Slice the fish, season it with lemon juice, pepper, and salt. Arrange in a plate, I added rice wine, put the ginger strip and some scallion on the top of the fish.
Boil water, place the steamer and steam for about 10 minutes.
After 10 minutes, remove the fish, garnish it with scallion.
Add olive oil and light soy sauce on top.


Tuesday, April 6, 2010

Steamed Radish

The first time I tried this Steamed Radish was here in Taiwan.
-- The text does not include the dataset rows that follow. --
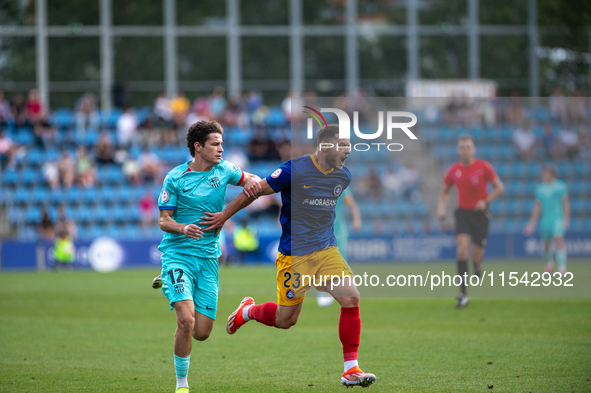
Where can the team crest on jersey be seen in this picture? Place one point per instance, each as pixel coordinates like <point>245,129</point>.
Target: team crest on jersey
<point>276,174</point>
<point>215,182</point>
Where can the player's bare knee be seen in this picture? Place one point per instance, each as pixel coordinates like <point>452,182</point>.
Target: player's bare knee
<point>286,323</point>
<point>347,302</point>
<point>201,336</point>
<point>186,322</point>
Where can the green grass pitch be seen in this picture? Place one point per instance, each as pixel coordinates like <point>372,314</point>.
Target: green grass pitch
<point>92,332</point>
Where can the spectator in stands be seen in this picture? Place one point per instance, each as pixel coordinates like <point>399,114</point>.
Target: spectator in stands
<point>51,174</point>
<point>392,183</point>
<point>46,227</point>
<point>371,185</point>
<point>67,170</point>
<point>254,101</point>
<point>261,147</point>
<point>38,136</point>
<point>162,108</point>
<point>169,137</point>
<point>584,141</point>
<point>525,141</point>
<point>150,165</point>
<point>570,140</point>
<point>127,128</point>
<point>5,113</point>
<point>86,113</point>
<point>180,108</point>
<point>120,96</point>
<point>131,169</point>
<point>6,150</point>
<point>65,225</point>
<point>85,169</point>
<point>35,109</point>
<point>217,103</point>
<point>19,109</point>
<point>232,115</point>
<point>551,144</point>
<point>558,107</point>
<point>148,210</point>
<point>410,179</point>
<point>515,112</point>
<point>577,107</point>
<point>104,150</point>
<point>291,100</point>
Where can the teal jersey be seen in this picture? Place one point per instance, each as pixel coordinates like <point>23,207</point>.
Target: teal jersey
<point>341,228</point>
<point>550,196</point>
<point>190,194</point>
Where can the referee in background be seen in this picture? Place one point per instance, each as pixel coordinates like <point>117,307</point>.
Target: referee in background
<point>470,175</point>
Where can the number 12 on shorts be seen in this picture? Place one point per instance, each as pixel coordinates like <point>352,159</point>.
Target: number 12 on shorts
<point>297,283</point>
<point>179,276</point>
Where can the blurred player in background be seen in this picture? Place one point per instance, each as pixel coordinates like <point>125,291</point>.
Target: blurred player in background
<point>189,256</point>
<point>313,191</point>
<point>553,204</point>
<point>341,233</point>
<point>470,175</point>
<point>64,251</point>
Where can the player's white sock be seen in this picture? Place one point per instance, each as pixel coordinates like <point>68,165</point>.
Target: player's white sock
<point>245,312</point>
<point>349,364</point>
<point>182,383</point>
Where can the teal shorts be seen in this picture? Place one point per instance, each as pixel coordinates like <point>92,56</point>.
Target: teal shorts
<point>552,229</point>
<point>187,277</point>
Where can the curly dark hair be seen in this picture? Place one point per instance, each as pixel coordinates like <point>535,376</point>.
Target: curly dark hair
<point>198,132</point>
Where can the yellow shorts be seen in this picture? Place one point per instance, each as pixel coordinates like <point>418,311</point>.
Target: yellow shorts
<point>296,274</point>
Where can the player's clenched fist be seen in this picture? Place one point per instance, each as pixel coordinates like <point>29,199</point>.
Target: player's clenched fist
<point>193,231</point>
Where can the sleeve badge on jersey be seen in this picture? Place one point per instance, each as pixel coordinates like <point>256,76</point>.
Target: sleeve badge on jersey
<point>276,174</point>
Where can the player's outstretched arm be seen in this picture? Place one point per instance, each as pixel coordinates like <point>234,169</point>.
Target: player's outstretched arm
<point>169,225</point>
<point>566,211</point>
<point>442,201</point>
<point>535,215</point>
<point>217,220</point>
<point>497,190</point>
<point>251,185</point>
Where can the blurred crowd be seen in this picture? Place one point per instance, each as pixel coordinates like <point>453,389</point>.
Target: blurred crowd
<point>570,138</point>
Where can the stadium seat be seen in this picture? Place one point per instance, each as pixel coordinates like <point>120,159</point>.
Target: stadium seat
<point>33,215</point>
<point>9,177</point>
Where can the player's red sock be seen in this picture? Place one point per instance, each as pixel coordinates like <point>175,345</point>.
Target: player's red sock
<point>264,313</point>
<point>350,332</point>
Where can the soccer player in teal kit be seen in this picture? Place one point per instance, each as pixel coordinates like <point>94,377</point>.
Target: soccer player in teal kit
<point>189,255</point>
<point>553,204</point>
<point>310,187</point>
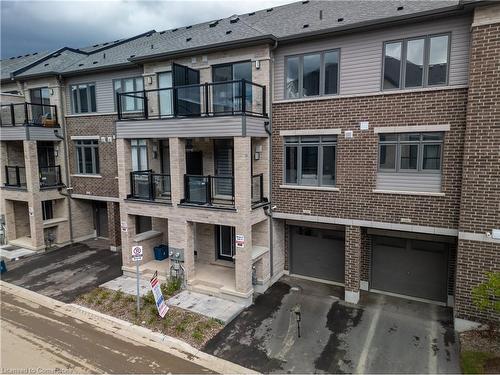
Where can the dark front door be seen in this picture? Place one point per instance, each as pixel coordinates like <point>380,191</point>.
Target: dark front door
<point>225,242</point>
<point>410,267</point>
<point>317,253</point>
<point>101,216</point>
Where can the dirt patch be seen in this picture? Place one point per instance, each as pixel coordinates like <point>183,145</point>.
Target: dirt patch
<point>190,327</point>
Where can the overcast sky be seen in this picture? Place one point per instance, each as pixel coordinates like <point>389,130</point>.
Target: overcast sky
<point>32,26</point>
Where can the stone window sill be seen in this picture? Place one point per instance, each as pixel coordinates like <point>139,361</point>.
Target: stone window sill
<point>301,187</point>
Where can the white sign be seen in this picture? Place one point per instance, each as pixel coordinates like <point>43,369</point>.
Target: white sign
<point>240,240</point>
<point>137,253</point>
<point>160,302</point>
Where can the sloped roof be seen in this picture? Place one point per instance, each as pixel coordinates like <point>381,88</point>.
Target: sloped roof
<point>288,21</point>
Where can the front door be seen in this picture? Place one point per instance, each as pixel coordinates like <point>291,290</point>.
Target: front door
<point>225,242</point>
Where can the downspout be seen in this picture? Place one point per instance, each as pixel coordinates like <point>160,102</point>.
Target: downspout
<point>66,156</point>
<point>269,130</point>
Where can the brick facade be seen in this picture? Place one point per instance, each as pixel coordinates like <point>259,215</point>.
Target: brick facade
<point>357,157</point>
<point>102,126</point>
<point>480,208</point>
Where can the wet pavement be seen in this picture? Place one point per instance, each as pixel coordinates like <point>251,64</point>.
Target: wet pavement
<point>381,334</point>
<point>36,339</point>
<point>68,272</point>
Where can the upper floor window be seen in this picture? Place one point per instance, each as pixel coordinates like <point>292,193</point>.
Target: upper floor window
<point>416,62</point>
<point>132,102</point>
<point>312,74</point>
<point>83,98</point>
<point>87,156</point>
<point>310,160</point>
<point>410,152</point>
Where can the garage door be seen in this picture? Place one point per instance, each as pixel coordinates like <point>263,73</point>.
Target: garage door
<point>317,253</point>
<point>410,267</point>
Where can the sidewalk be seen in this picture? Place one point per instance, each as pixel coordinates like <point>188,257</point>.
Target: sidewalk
<point>130,331</point>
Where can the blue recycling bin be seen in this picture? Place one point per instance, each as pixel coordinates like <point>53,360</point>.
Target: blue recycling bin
<point>161,252</point>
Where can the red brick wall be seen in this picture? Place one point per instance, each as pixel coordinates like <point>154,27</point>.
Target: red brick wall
<point>107,185</point>
<point>480,209</point>
<point>357,158</point>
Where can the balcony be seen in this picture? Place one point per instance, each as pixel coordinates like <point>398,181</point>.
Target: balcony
<point>150,186</point>
<point>24,121</point>
<point>212,191</point>
<point>50,176</point>
<point>237,108</point>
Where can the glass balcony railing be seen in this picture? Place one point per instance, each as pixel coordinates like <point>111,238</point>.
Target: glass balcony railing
<point>208,99</point>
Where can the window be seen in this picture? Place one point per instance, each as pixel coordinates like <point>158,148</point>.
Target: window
<point>142,224</point>
<point>416,62</point>
<point>83,99</point>
<point>47,210</point>
<point>139,155</point>
<point>87,156</point>
<point>132,102</point>
<point>407,152</point>
<point>312,74</point>
<point>310,160</point>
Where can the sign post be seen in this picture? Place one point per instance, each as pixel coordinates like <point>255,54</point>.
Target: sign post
<point>160,301</point>
<point>137,257</point>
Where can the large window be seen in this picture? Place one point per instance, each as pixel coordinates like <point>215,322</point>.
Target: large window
<point>416,62</point>
<point>87,156</point>
<point>312,74</point>
<point>410,152</point>
<point>131,102</point>
<point>83,98</point>
<point>310,160</point>
<point>139,155</point>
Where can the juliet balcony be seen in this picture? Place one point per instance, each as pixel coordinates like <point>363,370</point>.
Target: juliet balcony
<point>236,108</point>
<point>28,121</point>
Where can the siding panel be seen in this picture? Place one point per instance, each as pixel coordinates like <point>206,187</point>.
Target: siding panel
<point>361,54</point>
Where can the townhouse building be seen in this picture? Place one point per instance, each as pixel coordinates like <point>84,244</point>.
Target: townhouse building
<point>353,144</point>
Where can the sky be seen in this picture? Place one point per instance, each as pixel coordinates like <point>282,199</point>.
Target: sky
<point>35,26</point>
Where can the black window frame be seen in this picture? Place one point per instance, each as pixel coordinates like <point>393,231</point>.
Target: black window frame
<point>76,107</point>
<point>322,82</point>
<point>93,144</point>
<point>425,76</point>
<point>320,144</point>
<point>420,153</point>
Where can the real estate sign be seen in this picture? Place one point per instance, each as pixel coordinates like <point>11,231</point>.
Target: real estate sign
<point>160,302</point>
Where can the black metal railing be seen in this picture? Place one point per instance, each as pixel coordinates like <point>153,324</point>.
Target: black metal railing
<point>28,114</point>
<point>258,189</point>
<point>15,176</point>
<point>209,190</point>
<point>207,99</point>
<point>50,176</point>
<point>150,186</point>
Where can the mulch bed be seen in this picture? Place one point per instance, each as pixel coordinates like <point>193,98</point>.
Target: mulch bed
<point>190,327</point>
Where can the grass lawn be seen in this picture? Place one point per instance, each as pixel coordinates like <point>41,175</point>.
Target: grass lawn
<point>193,328</point>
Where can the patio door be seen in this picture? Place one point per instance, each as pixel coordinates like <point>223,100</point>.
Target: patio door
<point>225,242</point>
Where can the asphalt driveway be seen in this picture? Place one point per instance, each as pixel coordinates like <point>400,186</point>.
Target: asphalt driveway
<point>68,272</point>
<point>381,334</point>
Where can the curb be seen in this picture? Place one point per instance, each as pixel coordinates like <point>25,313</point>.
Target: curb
<point>130,331</point>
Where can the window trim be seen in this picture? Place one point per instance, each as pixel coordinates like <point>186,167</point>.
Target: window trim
<point>425,74</point>
<point>322,82</point>
<point>121,83</point>
<point>320,144</point>
<point>95,147</point>
<point>420,154</point>
<point>73,108</point>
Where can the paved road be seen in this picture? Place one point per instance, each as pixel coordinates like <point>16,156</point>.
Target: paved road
<point>381,334</point>
<point>65,273</point>
<point>35,337</point>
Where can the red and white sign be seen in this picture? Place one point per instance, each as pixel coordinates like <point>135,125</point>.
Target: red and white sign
<point>160,302</point>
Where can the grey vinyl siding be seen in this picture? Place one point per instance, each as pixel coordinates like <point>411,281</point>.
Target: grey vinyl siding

In the Philippines, as far as I remember we only add radish in sour soup (sinigang). The fresh shredded radish is with Japanese Sashimi. I got the recipe from my cookbook All About Steaming.

It is mentioned in the book, when buying radish, choose one that is smooth, heavy and gives a clear sound when stirked with a finger. Radish is rich in Vitamin C and Zinc, and it helps in strenghtening the body's immune syster.

1 radish
some coriander (optional)
1 cup stock (I used fish stock)
2 tablespoon light soysauce



Rinse radish, then cut vertically into two, place on a place and steam for 15 minutes.















Cut the steamed radish into thick slices, add stock and seasoning and steam for another 15 minutes.















Once the radish has turned transparent, sprinkle with coriander. Serve.